Et soudain, au milieu des flots de la rade nord de Marseille, la fête des JO commence enfin. Oubliées les promesses non tenues, la perspective d'un été noir dans les transports, les divisions géopolitiques et les protestations françaises... Le temps d'une parade nautique, l'heure est enfin à l'allégresse alors que la flamme olympique s'apprête à toucher terre.
Escorté par 1 024 bateaux, le Belem, le trois-mâts qui ramenait le symbole de l'olympisme moderne de Grèce, a effectué sa parade maritime dans la rade nord de Marseille, au large de l'Estaque, le 8 mai. Des navires de toutes tailles et de tous types sont venus le saluer après sa longue traversée dans un joyeux concert de cornes de brumes, cornemuses, sirènes et autres klaxons.
Un joyeux chaos maritime bien organisé
Le long de la côte, sur les plages et même du haut des calanques, la foule s'est rassemblée pour admirer le spectacle.

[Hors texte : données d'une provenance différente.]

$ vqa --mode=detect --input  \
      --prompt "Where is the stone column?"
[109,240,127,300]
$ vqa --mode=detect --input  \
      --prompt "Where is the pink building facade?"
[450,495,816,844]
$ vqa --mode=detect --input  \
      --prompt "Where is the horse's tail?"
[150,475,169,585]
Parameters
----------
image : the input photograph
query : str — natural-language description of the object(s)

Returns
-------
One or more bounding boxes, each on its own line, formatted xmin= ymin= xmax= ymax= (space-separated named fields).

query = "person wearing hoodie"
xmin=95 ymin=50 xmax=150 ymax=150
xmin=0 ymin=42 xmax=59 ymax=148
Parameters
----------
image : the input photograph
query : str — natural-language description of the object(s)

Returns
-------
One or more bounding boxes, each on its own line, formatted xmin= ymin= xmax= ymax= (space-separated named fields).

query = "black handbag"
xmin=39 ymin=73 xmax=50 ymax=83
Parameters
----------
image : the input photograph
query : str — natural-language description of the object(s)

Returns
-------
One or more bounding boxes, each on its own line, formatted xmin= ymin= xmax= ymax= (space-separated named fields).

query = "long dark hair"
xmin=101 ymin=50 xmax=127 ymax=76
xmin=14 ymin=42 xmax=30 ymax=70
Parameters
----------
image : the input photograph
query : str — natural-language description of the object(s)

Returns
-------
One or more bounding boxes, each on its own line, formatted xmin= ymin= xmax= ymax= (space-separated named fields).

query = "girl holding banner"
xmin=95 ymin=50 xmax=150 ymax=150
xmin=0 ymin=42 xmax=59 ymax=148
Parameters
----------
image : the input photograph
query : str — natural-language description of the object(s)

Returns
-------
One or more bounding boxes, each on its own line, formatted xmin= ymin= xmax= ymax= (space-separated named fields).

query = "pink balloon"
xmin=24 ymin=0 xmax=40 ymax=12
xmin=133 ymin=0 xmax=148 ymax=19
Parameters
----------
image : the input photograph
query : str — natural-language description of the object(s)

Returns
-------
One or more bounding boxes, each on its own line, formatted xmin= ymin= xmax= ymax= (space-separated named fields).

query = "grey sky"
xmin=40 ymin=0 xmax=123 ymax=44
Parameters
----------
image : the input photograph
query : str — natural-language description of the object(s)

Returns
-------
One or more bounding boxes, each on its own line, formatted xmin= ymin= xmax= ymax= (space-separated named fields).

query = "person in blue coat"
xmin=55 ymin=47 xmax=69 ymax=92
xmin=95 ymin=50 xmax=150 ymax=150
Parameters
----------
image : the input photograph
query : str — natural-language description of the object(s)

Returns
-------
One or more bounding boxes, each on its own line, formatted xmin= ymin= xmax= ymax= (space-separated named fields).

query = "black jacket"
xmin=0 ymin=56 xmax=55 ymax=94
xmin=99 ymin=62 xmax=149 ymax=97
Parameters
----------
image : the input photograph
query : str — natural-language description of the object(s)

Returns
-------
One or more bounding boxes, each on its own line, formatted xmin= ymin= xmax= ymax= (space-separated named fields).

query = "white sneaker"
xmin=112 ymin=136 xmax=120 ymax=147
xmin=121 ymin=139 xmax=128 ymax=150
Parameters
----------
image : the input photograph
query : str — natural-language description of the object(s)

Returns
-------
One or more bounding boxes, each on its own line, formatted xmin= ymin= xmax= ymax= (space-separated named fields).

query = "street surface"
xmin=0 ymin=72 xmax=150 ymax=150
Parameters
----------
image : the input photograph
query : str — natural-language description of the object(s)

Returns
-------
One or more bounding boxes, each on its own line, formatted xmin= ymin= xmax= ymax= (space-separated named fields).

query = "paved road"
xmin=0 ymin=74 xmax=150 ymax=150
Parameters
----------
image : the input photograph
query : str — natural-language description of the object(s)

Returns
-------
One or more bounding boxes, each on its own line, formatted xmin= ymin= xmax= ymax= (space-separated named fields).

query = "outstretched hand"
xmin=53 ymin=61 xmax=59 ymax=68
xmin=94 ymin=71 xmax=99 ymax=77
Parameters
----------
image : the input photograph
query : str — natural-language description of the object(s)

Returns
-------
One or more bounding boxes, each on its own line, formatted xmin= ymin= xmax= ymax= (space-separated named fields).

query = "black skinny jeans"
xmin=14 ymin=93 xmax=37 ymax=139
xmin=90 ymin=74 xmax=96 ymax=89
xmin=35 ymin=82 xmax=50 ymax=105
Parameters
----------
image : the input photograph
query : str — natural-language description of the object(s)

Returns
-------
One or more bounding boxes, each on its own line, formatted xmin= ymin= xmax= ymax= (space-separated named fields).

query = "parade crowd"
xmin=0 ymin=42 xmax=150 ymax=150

Un chaos parfaitement organisé par la préfecture maritime qui n'hésite pas à rappeler à l'ordre les imprudents qui frôlent de trop près leurs camarades ou les arrogants qui veulent se porter trop à l'avant du vieux navire école. "Écartez-vous !", "Passez derrière !", rappelle à l'ordre un officier de la gendarmerie.
Le trois-mâts a sillonné les flots environnant Marseille de 11 h à 17 h, s'offrant un répit vers 13 h pour aller saluer la Marina olympique où auront lieu les épreuves de voile des JO. Il a ainsi navigué au côté de l'équipe de France olympique d'Hélène Noesmoen et de Lauriane Nolot avant d'aller rejoindre la parade populaire.
Une parade "super"
Parmi les spectateurs de l'évènement, Yassmina Ahmada Ibouroi, 16 ans. La lycéenne a pu monter à bord d'un des navires de la parade. Elle a bien du mal à trouver les mots pour décrire ce qu'elle a vécu : "C'était juste super. On a profité et on a appris plein de choses sur les bateaux... Et le Belem !", s'enthousiasme la jeune fille.
"C'était la première fois que je sortais en mer. On a tous adoré", ajoute Doria Feng, 17 ans.
"Cette parade était incroyable avec tous ces bateaux. Le Belem est majestueux et on a pu le voir de très près", raconte Maxime, jeune ambassadeur Unicef qui a également pu participer à la parade.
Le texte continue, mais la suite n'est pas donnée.